The Chinchilla scaling laws, published by DeepMind in 2022, became the dominant framework for deciding how to allocate a compute budget between model size and training tokens. The short version: train a smaller model for longer rather than a larger model for less. That guidance shaped most major training runs since. A new paper from arxiv introduces Train-to-Test (T²) scaling laws that add a variable Chinchilla ignored entirely: inference-time sampling. When you account for the cost of running pass@k sampling at inference, the optimal pretraining decision shifts away from Chinchilla and toward what the authors call the overtraining regime.

The mechanics are straightforward once you see them. Chinchilla optimises for a model that performs best at a given compute budget, assuming one forward pass per query. But modern language models, particularly reasoning models, often run many forward passes per query through sampling, beam search, or chain-of-thought approaches. A slightly undertrained model that requires more inference samples to reach a given accuracy threshold is not actually cheaper than an overtrained model that needs fewer. When you fold inference cost into the optimisation, the numbers shift. The paper validates this across eight downstream tasks and shows the effect persists through post-training stages, so it is not an artefact of the base model evaluation setup.

The practical implication is significant for anyone making training decisions today. If your deployment pattern involves any form of test-time compute scaling (best-of-N sampling, repeated reasoning attempts, majority voting), you are probably undertraining your models relative to the compute-optimal point. The T² framework gives you a principled way to recalculate that point based on your actual inference budget. The paper claims that models trained in their optimal region substantially outperform Chinchilla-optimal baselines when inference cost is included in the accounting.

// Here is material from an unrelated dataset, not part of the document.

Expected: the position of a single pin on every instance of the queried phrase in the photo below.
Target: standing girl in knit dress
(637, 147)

There is a reason this has not been obvious until now: the inference cost term was largely invisible during the era when sampling at test time was not standard practice. Base model evaluations typically use greedy decoding or a single sample. The moment you shift to a deployment pattern that uses inference compute to improve output quality, the training optimum moves. Reasoning models, which almost by definition run extended test-time compute, are the clearest case. Training a reasoning model to Chinchilla-optimal and then burning compute at inference to compensate is a dominated strategy.

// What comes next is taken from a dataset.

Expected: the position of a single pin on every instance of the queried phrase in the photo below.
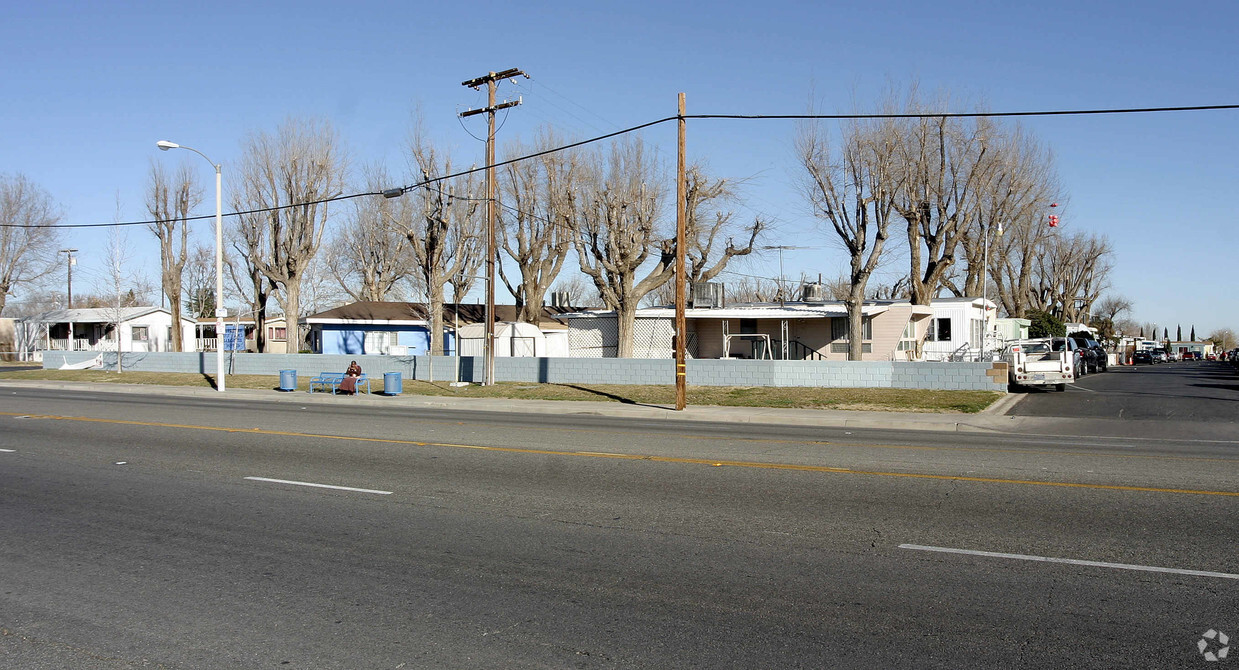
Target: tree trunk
(855, 321)
(291, 306)
(626, 326)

The limitation worth noting is that T² scaling laws require you to know your inference sampling budget in advance, which is not always straightforward to specify. Different tasks will use different amounts of test-time compute, and the optimum shifts accordingly. This is a framework for principled decision-making, not a single number to replace Chinchilla. But for teams building models where extended reasoning or best-of-N is core to the product, the paper is worth reading carefully before the next training run.